The Scientific Papers of the Hon. Henry Cavendish, F.R.S. (Cambridge
University Press. 2 vols. £6 net.)—This is the first complete edition of the writings of Cavendish, the eminent scientist, who died in 1810, and whose name is still held in honour by chemists had physicists. His electrical researches were edited with elaborate care by James Clerk Maxwell in 1879, and, after revision by Sir Joseph Larmor, form the first volume. The second volume, edited by Sir Edward Thorpe with the assistance of the Astronomer Royal and others, contains Cavendish's papers on chemistry and dynamics, some of which were printed at the time for the Royal Society, while others remained in manuscript at Chatsworth. Cavendish was regarded by his contemporaries as an eccentric recluse—" the richest of all the wise men and the wisest of all the rich." But in the course of his long and lonely life he " occupied himself in turn with every branch of physical science known in his time," and " impressed the marks of his genius and the extra- ordinary penetrative force of his intellect on them all." As a chemist, for example, he discovered the true composition of air and of water, he distinguished one gas from another and recognized the principle of gaseous diffusion, and he was the first to prepare arsenic acid.
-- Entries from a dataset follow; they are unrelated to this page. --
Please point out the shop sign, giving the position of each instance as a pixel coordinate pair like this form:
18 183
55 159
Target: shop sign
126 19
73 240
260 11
He advanced the study of heat, he had grasped fundamental physical problems such as that of the tides, and he was deeply interested in terrestrial magnetism. The queer little man who was ridiculed by his own generation has proved to be a scientific pioneer of the first order. This handsome edition of his works, finely printed and carefully
annotated, with essays by leading men of science, is a worthy monument to Henry Cavendish's memory.